Tuesdays, Thursdays and Saturdays are dedicated to Kristian’s tackle football team. As a defensive assistant and special teams coach I have a lot of influence with the 11,12, and 13 year olds that make up the team.
We are currently 1-6; and with only 1 regular season game left. Through all of this ‘adversity’ it has been difficult to keep the teams spirit high and I have learned many lessons that apply ‘off the field’ and in the business world.
1. Find some positive – while addressing the ‘learning opportunities’ it was also important to identify what worked and went right. This is not turn a blind eye to the bad, though when we spent too much time on the bad, it deflated the energy. It is that balance between confronting the bad and recognizing the good.

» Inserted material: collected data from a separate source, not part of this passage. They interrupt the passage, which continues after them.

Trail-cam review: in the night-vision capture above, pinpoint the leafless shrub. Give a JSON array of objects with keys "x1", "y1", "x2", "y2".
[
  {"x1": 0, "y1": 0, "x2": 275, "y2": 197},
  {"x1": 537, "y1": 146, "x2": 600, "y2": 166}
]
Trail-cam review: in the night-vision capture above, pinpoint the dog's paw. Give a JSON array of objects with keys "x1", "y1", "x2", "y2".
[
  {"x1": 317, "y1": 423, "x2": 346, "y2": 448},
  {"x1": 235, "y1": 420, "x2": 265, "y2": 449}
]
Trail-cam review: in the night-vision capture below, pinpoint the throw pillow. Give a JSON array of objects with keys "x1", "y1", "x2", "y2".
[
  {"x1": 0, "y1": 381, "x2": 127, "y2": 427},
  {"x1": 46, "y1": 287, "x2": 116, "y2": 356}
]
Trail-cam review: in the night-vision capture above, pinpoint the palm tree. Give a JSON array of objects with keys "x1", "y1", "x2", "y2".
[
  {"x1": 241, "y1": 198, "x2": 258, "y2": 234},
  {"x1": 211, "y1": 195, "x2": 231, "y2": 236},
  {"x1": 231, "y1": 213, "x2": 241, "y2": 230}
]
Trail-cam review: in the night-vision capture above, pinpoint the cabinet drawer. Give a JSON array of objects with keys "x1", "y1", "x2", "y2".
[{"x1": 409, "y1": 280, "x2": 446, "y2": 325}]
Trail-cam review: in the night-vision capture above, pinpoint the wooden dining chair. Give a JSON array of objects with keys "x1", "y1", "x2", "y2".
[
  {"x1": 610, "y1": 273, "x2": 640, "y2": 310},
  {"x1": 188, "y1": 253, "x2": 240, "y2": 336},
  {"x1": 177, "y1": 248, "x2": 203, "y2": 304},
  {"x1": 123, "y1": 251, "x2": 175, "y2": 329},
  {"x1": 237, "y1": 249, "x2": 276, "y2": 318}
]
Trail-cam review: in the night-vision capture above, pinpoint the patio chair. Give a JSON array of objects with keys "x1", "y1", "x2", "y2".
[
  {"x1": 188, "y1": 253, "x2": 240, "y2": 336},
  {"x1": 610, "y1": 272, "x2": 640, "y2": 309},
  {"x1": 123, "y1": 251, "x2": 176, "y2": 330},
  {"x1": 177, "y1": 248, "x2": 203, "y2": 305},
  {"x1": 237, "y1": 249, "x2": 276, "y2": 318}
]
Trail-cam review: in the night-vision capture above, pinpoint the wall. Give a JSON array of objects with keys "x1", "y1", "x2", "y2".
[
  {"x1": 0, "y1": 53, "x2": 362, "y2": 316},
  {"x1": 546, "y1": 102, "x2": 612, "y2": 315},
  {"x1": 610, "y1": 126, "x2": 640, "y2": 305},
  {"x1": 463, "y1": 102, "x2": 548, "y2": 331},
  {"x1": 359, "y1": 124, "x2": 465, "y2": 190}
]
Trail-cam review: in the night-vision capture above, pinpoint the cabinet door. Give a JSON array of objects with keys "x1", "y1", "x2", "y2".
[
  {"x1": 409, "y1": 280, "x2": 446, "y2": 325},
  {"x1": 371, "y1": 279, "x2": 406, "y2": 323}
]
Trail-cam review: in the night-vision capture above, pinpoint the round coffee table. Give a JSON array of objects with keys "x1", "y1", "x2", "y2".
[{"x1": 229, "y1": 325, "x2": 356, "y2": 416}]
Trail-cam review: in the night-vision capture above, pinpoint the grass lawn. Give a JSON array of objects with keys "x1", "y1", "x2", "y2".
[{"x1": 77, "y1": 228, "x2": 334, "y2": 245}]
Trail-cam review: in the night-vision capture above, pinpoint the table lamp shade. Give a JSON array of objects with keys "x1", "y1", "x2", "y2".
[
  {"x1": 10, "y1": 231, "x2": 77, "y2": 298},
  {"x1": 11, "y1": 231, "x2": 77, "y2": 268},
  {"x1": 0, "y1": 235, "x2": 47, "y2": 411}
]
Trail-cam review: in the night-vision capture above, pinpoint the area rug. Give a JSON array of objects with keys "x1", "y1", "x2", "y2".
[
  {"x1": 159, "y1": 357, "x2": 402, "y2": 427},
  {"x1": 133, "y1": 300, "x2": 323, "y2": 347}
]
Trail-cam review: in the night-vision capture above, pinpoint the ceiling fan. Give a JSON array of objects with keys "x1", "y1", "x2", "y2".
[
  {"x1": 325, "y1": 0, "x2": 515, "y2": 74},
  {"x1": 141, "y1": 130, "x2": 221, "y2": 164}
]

2. The (team) captain(s) seat should be earned not anointed – On our team, the team captains were often established if your parent was the coach…these seats should be earned by work ethic and respect not ‘seniority’ or who you know. The affect on the team for some one being a captain, yet not earning it, was a disaster. This is valuable particularly in a family business, like YOUTHpreneur.

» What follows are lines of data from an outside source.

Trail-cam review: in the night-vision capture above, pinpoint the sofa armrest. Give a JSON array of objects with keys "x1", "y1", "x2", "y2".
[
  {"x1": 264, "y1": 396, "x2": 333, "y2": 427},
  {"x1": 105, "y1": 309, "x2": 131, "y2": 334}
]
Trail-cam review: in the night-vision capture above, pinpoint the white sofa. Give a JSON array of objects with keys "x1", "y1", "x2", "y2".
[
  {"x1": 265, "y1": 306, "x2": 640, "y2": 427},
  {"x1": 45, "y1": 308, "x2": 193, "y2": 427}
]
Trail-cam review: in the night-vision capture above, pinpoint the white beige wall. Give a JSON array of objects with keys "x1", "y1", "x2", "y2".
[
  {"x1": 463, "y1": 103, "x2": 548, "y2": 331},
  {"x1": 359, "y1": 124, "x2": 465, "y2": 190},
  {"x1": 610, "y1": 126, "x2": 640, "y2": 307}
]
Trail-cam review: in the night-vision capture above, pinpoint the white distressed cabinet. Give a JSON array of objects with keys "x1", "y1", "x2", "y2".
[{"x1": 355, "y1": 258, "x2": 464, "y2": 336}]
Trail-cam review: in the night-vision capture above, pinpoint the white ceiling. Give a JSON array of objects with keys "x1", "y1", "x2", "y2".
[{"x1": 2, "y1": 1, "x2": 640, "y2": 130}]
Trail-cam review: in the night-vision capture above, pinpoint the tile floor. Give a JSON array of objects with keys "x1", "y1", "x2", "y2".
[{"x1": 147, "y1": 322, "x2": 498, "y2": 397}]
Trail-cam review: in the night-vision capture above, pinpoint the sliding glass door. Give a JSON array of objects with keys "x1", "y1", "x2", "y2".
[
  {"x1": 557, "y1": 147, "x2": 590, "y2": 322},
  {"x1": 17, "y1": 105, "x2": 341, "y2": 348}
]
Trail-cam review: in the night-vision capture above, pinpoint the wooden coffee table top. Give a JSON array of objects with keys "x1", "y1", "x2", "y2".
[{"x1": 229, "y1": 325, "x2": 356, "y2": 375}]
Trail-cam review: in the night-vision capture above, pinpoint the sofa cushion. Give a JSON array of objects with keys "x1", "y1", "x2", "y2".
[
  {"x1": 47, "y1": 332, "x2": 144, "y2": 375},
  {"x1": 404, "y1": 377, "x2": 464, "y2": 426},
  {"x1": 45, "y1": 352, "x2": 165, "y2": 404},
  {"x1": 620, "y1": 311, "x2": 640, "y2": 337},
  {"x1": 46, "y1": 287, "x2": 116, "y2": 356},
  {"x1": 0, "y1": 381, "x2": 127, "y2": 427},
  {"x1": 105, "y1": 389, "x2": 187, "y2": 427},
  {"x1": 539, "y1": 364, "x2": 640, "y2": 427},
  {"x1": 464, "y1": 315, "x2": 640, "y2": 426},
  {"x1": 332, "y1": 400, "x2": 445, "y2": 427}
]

3. Not all respond to the same management style – This past weekend I watched how different kids reacted to different forms of feedback. One of my personal challenges is that I am often too nice. For some I praised what they did right, and that seemed to work and raise their spirits…but for another that wasn’t working and every play he would be ‘hurt’. I then told him that he wasn’t hurt, to suck it up and get back in there and the response was awesome. He played the rest of the game, did great and had no ‘pains’ when it was all over.
4. Get you point across in simple sound bites – long wind about unimportant items was a disaster for our team, it literally blew out all fire. The team responded differently to simple objectives; team first, 100% individual effort and raptor pride….vs. why we chose to have practice on Tuesday and Thursday nights at 7 pm at this location and how our relationship with the groundskeeper is so valuable to us.
5. Setting people up for success -One of the challenges as a coaching staff was that we didn’t have a lot of technique to truly offer the team, specifically on the defensive side. This is not a knock on me or our DC, just that we were both good motivators, have good intentions, though neither of us truly had the technique to teach football instinct. As a leader, I know that I need to have people around me that can provide more than me, not less. Having a whole bunch of me’s, is not what is going to get things done.